O significado do que
ele consumou foi simbolizado por um surpreendente evento em Jerusalém. No lugar
santíssimo do templo judeu, onde somente o sumo-sacerdote poderia ir e
encontrar Deus uma vez por ano, a cortina se rasgou quando Jesus morreu. “E
Jesus, clamando outra vez com grande voz, rendeu o espírito. E eis que o véu do
templo se rasgou em dois, de alto a baixo” (Mateus 27.50-51). O significado
disto: quando Jesus morreu – quando sua carne foi rasgada – Deus rasgou (de
alto a baixo) a cortina que separava as pessoas ordinárias de Si mesmo. A morte
de Jesus abriu o caminho para o mundo ter uma íntima, santa, pessoal, perdoada
e alegre comunhão com Deus. Nenhum mediador humano é necessário. Jesus abriu o
caminho para o acesso direto a Deus. Ele se tornou o único Mediador necessário
entre os homens e Deus. A igreja primitiva disse “Tendo, pois, irmãos, ousadia
para entrar no santuário, pelo sangue de Jesus, pelo novo e vivo caminho que
ele nos consagrou, pelo véu, isto é, pela sua carne... Cheguemo-nos com
verdadeiro coração, em inteira certeza de fé”. (Hebreus 10.19-22).
Cumprimento Inigualável
Cumprimento Inigualável
O trabalho de redenção
foi terminado. O preço da reconciliação entre Deus e o homem foi pago. Agora
somente restava a Deus confirmar a consumação ressuscitando Jesus dos mortos.
Esta é a forma que Jesus predisse e planejou. Mais de uma vez, ele disse: “Eis
que subimos a Jerusalém, e se cumprirá no Filho do homem tudo o que pelos
profetas foi escrito; pois há de ser entregue aos gentios, e escarnecido,
injuriado e cuspido; e, havendo-o açoitado, o matarão; e ao terceiro dia ressuscitará”
(Lucas 18.31-33).
Aconteceu três dias
depois (partes de dias são consideradas como dias: Sexta, Sábado e Domingo). No
começo da manhã de domingo ele se levantou dos mortos. Por quarenta dias
apareceu numerosas vezes aos discípulos antes de sua ascensão ao céu.
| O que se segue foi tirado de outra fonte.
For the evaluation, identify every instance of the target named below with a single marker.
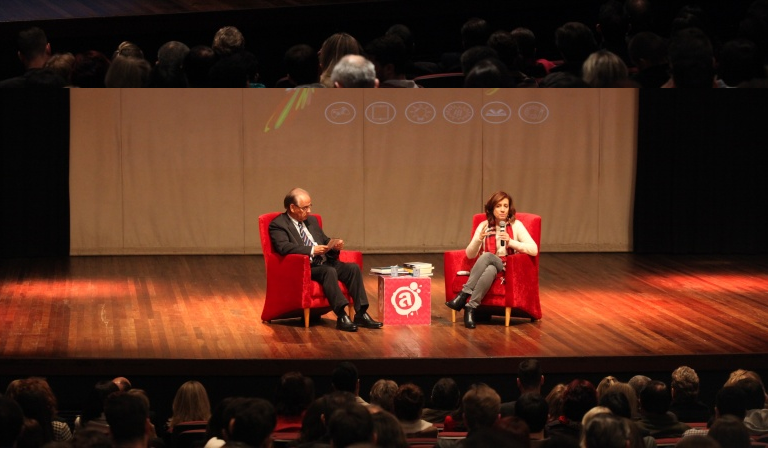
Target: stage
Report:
(200, 315)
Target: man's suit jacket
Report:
(286, 239)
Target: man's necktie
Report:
(304, 236)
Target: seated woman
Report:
(493, 241)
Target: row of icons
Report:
(420, 113)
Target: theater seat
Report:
(290, 291)
(518, 296)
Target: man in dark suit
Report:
(296, 232)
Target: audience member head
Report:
(555, 401)
(730, 431)
(314, 424)
(383, 394)
(489, 73)
(389, 433)
(302, 65)
(128, 420)
(604, 430)
(691, 59)
(474, 55)
(474, 32)
(122, 383)
(351, 425)
(333, 49)
(128, 72)
(354, 71)
(638, 383)
(34, 49)
(621, 399)
(696, 441)
(445, 394)
(61, 64)
(198, 64)
(579, 397)
(506, 48)
(655, 398)
(294, 394)
(604, 69)
(389, 56)
(190, 403)
(575, 42)
(604, 384)
(534, 410)
(408, 402)
(227, 41)
(127, 48)
(647, 49)
(90, 69)
(253, 421)
(740, 61)
(169, 68)
(685, 384)
(481, 406)
(94, 404)
(11, 422)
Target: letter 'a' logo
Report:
(406, 299)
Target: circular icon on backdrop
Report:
(420, 112)
(340, 113)
(380, 113)
(406, 299)
(496, 112)
(533, 112)
(458, 112)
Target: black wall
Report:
(702, 166)
(34, 173)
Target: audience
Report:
(626, 43)
(656, 418)
(354, 71)
(685, 396)
(408, 408)
(445, 400)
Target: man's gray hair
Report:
(354, 71)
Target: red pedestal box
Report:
(405, 300)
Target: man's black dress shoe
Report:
(458, 303)
(344, 323)
(365, 321)
(469, 320)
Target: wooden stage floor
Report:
(200, 315)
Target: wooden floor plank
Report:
(206, 309)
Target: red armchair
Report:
(519, 295)
(290, 291)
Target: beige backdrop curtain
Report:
(391, 170)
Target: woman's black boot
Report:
(469, 319)
(457, 303)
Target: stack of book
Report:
(423, 269)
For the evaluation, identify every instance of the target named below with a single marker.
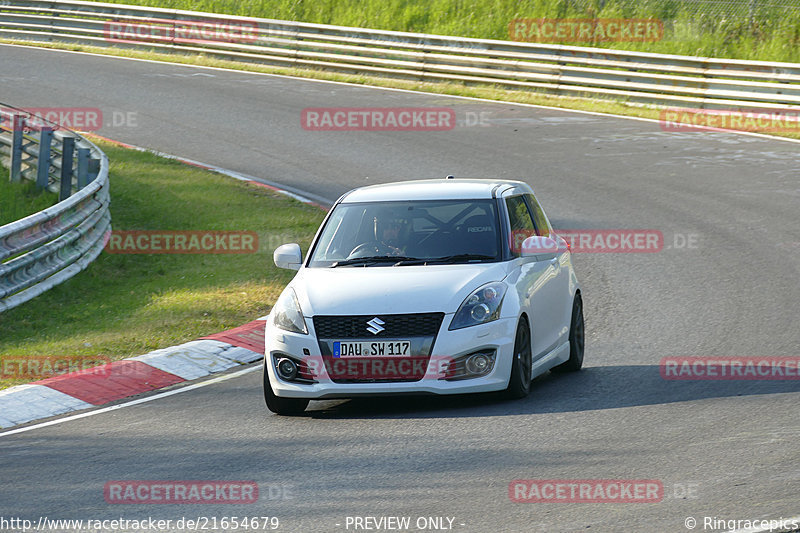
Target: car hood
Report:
(391, 290)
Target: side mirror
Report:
(540, 248)
(288, 256)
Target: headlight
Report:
(480, 307)
(287, 313)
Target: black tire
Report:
(576, 339)
(281, 406)
(519, 384)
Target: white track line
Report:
(349, 84)
(133, 402)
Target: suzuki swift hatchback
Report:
(424, 287)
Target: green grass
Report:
(126, 305)
(485, 92)
(18, 200)
(703, 28)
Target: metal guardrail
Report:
(49, 247)
(681, 81)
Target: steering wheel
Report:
(372, 247)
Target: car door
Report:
(537, 285)
(561, 305)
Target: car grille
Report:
(396, 326)
(419, 328)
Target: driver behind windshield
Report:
(388, 233)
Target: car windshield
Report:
(408, 233)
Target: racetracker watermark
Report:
(730, 368)
(180, 492)
(181, 31)
(598, 240)
(754, 120)
(182, 242)
(73, 118)
(36, 367)
(598, 30)
(586, 491)
(378, 119)
(394, 368)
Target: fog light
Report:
(477, 364)
(287, 369)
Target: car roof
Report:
(435, 189)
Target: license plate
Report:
(372, 349)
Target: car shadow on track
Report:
(593, 388)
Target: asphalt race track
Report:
(723, 449)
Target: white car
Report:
(445, 286)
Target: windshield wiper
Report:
(458, 258)
(374, 259)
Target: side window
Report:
(542, 227)
(520, 221)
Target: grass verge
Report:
(740, 29)
(493, 93)
(18, 200)
(127, 305)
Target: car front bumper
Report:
(498, 335)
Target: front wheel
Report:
(576, 334)
(519, 385)
(278, 405)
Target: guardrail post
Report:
(67, 153)
(17, 127)
(94, 169)
(43, 160)
(83, 167)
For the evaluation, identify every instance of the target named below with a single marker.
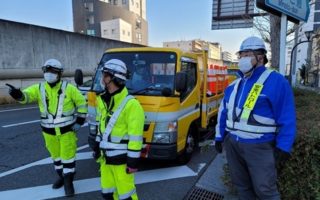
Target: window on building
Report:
(139, 36)
(138, 24)
(91, 19)
(91, 32)
(88, 6)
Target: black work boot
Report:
(59, 182)
(68, 184)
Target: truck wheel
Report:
(185, 157)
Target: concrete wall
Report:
(24, 49)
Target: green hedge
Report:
(299, 179)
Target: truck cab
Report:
(171, 87)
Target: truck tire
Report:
(190, 146)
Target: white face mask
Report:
(245, 64)
(50, 77)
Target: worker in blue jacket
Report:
(256, 124)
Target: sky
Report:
(168, 20)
O médico
Lucas, que escreveu o livro que leva seu nome, disse que “Aos quais também,
depois de ter padecido, se apresentou vivo, com muitas e infalíveis provas,
sendo visto por eles por espaço de quarenta dias, e falando das coisas
concernentes ao reino de Deus” (Atos 1.3).
Os discípulos
demoraram a crer no que realmente havia acontecido. Não havia precedentes. Eles
eram pescadores terrenos. Eles sabiam que pessoas não se levantam dos mortos.
Ao ponto de Jesus insistir em comer peixe para provar-lhes que não era um
fantasma.
“Vede as minhas mãos e
os meus pés, que sou eu mesmo; apalpai-me e vede, pois um espírito não tem carne
nem ossos, como vedes que eu tenho. E, dizendo isto, mostrou-lhes as mãos e os
pés. E, não o crendo eles ainda por causa da alegria, e estando maravilhados,
disse-lhes: Tendes aqui alguma coisa que comer? Então eles apresentaram-lhe
parte de um peixe assado, e um favo de mel; o que ele tomou, e comeu diante
deles.” (Lucas 24.39-43).
Não foi a ressurreição
de um cadáver. Foi a ressurreição do Deus-Homem, para uma indestrutível nova
vida de majestade à destra de Deus. A igreja primitiva o aclamou como Senhor do
Céu e da Terra. Eles diziam “Havendo feito por si mesmo a purificação dos
nossos pecados, assentou-se à destra da majestade nas alturas” (Hebreus 1.3).
Jesus terminou o trabalho inigualável que Deus lhe deu para fazer, e a
ressurreição foi a prova de que Deus ficou satisfeito.
NOTAS:
[1] - C. S. Lewis, “What Are We to Make of Jesus Christ?”